La vio sonreír lo que era un claro indicio de un "no te creo" — Recuerda que en Inverness hay cierta restricción mágica, solo tres hechizos por día, úsalos sabiamente.

James Sirius asomó su cabeza por la puerta — Ly, Scorpius quiere hablar contigo...

Pansy se sorprendió, pero salió de la habitación de su hija para dar pase al hijo de su mejor amiga. Antes le agradó como futuro Yerno, pero dada la situación actual no había esperanza alguna de que eso sucediera.

Una vez a solas Scorpius miró a Lily a los ojos. — Te ves preciosa vestida de rojo, esos guantes blancos se ven perfectos con tu capa.

Ella asintió con la cabeza, decidió alentarlo a hablar. — Dilo Scorpius...

— Creí que en cuanto tío Edward desapareció tú pedirías la anulación de tu compromiso. — Comenzó a explicar. — Escuchaste lo que dijo John, esa es una humillación...

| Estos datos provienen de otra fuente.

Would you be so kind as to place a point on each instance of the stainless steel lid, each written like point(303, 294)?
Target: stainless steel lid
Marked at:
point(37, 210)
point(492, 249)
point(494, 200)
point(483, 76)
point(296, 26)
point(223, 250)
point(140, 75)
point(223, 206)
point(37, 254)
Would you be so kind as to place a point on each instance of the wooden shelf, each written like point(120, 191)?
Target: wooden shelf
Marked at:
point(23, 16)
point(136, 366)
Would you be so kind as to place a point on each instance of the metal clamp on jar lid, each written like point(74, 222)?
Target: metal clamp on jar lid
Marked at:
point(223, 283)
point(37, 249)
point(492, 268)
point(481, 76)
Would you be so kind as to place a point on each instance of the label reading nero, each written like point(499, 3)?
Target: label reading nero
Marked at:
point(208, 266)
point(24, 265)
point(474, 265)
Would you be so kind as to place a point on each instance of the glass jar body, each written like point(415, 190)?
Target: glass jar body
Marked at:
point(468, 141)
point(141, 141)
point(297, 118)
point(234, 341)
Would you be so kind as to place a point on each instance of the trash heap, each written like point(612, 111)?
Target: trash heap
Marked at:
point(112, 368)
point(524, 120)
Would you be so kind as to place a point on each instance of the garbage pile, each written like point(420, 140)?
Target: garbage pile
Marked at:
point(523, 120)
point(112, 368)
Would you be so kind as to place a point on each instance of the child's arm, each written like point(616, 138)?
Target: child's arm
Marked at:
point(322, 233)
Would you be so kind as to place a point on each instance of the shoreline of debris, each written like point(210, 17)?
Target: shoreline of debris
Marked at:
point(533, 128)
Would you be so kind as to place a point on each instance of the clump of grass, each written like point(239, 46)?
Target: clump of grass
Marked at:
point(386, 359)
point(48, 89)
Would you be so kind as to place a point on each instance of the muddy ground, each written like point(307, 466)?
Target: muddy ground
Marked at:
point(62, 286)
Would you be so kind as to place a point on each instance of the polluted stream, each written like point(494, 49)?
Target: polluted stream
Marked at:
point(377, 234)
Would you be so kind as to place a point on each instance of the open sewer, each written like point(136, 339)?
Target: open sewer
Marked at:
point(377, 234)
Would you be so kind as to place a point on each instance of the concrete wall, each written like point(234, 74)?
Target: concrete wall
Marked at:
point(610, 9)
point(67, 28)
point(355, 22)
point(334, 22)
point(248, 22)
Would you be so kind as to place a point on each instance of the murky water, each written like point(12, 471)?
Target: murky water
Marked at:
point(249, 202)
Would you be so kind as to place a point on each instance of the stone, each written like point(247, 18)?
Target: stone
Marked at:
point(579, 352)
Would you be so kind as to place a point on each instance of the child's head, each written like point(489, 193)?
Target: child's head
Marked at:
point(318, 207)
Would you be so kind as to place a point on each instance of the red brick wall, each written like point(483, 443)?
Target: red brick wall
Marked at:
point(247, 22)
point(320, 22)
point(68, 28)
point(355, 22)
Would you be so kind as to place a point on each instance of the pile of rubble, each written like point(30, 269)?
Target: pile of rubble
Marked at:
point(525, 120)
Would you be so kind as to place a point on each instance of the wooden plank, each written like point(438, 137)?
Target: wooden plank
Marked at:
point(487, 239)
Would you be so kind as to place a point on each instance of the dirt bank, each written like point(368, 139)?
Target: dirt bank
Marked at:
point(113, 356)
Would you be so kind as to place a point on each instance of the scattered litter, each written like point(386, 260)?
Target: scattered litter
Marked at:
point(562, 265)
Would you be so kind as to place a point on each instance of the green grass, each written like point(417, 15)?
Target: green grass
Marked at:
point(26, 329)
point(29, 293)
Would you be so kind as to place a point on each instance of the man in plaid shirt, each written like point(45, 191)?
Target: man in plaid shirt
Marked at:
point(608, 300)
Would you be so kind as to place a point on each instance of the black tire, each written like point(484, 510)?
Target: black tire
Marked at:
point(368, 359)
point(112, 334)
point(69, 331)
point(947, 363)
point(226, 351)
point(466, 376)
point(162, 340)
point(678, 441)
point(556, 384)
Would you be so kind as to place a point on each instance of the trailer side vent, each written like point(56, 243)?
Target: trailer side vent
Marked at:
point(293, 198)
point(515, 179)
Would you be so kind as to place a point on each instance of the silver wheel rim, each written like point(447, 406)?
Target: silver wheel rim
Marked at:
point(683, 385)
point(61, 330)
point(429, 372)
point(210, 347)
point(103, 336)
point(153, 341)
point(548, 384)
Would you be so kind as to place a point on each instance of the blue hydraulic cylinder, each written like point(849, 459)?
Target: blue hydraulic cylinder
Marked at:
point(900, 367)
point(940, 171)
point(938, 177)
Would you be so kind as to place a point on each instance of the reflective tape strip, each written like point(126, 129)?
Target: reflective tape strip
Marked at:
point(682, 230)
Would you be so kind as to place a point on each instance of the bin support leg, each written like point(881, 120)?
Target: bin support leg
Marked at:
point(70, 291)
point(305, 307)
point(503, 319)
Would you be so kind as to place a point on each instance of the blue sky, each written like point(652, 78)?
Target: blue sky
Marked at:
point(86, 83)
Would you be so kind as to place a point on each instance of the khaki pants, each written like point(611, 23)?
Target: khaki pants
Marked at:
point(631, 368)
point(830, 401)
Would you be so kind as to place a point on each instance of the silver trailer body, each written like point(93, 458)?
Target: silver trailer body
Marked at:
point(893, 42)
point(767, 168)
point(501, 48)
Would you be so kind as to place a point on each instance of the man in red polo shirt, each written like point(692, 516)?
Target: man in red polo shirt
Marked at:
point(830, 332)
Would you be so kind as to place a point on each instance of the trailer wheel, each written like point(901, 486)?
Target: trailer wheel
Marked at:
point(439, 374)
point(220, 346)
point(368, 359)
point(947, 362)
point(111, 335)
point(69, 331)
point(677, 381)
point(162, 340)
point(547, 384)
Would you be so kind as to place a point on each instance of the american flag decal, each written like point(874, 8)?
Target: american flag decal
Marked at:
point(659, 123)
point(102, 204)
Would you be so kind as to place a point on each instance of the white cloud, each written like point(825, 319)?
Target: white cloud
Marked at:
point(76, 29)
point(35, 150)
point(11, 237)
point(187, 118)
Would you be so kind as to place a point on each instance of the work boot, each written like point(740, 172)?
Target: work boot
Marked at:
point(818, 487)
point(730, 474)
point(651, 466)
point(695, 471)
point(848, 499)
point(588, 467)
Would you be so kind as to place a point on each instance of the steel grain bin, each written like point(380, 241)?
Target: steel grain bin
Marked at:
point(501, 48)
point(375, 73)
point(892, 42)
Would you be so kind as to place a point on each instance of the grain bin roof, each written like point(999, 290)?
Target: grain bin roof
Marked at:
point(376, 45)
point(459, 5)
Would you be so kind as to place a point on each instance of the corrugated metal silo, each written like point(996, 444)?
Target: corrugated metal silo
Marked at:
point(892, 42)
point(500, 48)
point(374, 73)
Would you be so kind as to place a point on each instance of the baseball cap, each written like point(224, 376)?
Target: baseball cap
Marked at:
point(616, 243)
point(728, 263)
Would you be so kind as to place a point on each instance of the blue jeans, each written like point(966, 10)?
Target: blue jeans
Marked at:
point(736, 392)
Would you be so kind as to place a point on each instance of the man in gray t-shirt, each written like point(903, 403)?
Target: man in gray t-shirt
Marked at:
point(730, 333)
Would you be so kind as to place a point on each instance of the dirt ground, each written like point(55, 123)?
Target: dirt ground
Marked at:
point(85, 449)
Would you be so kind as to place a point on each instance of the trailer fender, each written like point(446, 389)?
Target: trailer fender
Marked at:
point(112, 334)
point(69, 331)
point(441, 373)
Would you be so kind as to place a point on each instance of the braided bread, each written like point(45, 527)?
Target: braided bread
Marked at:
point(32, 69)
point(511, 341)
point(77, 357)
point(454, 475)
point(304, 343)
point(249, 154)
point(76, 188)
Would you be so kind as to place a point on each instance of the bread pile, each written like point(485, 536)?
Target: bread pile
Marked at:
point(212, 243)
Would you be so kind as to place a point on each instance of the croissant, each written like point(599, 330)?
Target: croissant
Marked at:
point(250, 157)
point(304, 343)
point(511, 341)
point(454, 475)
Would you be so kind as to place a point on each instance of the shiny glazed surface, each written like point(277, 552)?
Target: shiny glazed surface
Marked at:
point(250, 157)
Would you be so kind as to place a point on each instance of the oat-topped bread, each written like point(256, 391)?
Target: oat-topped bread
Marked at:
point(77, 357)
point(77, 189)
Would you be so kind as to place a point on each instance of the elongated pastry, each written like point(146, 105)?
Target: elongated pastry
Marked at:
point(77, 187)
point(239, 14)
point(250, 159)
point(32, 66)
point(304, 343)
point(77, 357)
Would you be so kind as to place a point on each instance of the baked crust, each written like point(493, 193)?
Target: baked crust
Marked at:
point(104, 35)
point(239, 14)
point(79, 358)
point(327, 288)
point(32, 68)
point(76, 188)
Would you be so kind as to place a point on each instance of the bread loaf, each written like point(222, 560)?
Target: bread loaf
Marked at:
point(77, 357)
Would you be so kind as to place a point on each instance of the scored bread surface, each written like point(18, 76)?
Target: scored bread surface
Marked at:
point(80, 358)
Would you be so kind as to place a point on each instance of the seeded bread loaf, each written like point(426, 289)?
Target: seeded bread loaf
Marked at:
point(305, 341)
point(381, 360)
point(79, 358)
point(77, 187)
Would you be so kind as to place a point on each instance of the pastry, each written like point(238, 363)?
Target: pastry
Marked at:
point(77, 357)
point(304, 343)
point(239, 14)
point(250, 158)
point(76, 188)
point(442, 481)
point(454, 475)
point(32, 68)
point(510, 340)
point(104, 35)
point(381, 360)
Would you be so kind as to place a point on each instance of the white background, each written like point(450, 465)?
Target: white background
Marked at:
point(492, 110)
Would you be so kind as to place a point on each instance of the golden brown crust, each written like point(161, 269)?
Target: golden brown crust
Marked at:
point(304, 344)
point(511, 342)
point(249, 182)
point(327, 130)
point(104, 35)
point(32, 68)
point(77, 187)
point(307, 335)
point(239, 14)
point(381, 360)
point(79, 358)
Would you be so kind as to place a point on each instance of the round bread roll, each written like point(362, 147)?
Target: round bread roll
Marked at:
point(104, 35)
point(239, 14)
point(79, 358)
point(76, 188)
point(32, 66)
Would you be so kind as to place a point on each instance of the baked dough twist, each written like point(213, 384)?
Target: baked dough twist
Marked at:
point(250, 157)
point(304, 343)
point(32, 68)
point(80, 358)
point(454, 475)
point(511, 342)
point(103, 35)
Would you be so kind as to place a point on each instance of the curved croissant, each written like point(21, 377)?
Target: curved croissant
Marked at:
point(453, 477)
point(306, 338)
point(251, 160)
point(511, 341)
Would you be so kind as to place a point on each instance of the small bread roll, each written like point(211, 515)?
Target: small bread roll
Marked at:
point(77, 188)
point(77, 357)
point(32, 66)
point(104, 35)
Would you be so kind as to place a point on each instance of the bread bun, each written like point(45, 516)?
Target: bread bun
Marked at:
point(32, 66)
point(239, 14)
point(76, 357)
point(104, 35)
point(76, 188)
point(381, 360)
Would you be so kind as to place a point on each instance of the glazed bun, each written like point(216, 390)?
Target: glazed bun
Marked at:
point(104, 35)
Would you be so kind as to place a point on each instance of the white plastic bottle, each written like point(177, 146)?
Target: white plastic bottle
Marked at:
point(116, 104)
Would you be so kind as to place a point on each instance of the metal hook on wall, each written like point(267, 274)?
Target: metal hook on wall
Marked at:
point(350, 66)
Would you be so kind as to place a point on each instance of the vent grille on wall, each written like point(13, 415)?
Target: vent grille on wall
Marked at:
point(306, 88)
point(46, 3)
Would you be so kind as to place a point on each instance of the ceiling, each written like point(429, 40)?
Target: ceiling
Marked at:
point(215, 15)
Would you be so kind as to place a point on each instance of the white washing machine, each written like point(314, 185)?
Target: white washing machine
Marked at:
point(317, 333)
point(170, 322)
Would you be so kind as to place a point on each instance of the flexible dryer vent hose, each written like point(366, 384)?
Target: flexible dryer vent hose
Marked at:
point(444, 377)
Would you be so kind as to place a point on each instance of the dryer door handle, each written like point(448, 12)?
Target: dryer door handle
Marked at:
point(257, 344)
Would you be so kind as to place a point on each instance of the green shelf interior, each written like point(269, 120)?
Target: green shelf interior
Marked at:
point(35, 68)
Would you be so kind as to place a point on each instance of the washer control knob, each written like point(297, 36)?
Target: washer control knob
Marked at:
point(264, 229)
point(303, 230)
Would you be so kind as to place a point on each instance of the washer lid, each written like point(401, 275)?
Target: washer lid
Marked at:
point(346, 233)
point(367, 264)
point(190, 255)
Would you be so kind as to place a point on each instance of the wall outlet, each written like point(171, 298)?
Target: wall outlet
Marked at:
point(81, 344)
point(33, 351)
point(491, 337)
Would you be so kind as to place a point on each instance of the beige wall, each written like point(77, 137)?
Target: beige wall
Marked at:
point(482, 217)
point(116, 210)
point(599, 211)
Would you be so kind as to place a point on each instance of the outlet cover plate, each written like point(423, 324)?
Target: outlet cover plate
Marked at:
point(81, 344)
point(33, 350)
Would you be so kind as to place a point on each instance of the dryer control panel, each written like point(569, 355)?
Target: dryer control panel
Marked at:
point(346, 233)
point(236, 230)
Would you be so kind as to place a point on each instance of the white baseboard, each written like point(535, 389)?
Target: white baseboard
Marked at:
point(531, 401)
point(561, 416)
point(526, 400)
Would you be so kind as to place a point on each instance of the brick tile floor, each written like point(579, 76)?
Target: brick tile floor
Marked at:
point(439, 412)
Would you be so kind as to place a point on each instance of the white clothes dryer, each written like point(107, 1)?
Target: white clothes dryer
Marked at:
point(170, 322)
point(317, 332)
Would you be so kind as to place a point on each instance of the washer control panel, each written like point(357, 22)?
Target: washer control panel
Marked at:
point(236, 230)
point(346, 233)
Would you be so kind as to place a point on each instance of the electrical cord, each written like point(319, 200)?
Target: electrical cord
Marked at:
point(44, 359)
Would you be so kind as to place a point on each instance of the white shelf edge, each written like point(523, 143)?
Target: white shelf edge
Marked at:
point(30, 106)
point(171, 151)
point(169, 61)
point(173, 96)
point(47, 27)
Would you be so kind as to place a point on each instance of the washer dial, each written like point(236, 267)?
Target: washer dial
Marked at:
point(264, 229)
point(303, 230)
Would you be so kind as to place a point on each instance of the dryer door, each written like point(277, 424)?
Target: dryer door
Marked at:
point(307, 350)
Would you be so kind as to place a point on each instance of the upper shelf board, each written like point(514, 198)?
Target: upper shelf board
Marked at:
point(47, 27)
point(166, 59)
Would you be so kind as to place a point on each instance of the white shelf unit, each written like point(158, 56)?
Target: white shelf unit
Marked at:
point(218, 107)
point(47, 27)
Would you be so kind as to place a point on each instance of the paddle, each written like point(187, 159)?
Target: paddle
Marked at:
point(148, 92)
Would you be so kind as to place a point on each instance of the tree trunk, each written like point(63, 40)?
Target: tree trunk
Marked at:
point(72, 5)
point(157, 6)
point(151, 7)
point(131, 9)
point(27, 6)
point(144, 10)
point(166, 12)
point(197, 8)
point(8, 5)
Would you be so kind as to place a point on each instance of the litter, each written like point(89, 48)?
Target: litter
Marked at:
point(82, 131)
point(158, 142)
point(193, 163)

— Un Hufflepuff buscó palabras hirientes para mí, era un mensaje secreto para mí. — Sonrió y se acercó a Scorpius para tomarlo de las manos. — Se siente indefenso, su coraza se ha roto y yo soy la única que puede ayudarlo.

— ¿Vas a perseguirlo a la fuerza? — Sintió la tibieza de las manos femeninas, muy contrarias a las suyas. — ¿Dónde está tu orgullo?

— Estoy siendo orgullosa, Ese idiota me raptó para ir a la fiesta de los Black... No era porque yo quería. No quiso romper el compromiso y me forzó a estar con él. ¿Así que porqué debo seguir sus palabras? ¿No quiere ser protegido por mí? Lo haré, solo para regresarle la humillación en la cara. — rio de manera sarcástica.

Scorpius rio con ella, no lo había pensado de esa manera. Por un momento creyó que Lily se enamoró de su tío. — Entiendo, entonces humíllalo a tu manera.

— Claro que sí, sé que Edward quiere hacer que yo parezca una cazafortunas... pero no se lo dejaré fácil, Scorpius.

Él le soltó una mano para llevarla a la mejilla femenina. — Eres realmente una Slytherin, eso me gusta.

Ella le dio un guiño — Kendra me odiará si continúas tocando mi mejilla.

— Ni siquiera me gusta, es irritante. — Alejó su mano de Lily. — Siento que me saldrá ulceras en el estómago de solo oír su nombre.

Ambos se quedaron observándose, él la veía como el cielo inalcanzable y ella lo veía como un amigo, mas tenía claro que Scorpius la quería como una esposa por ello debía de encontrar una manera de deshacer esas emociones. Tendría que esperar el momento indicado para ser directa y fría.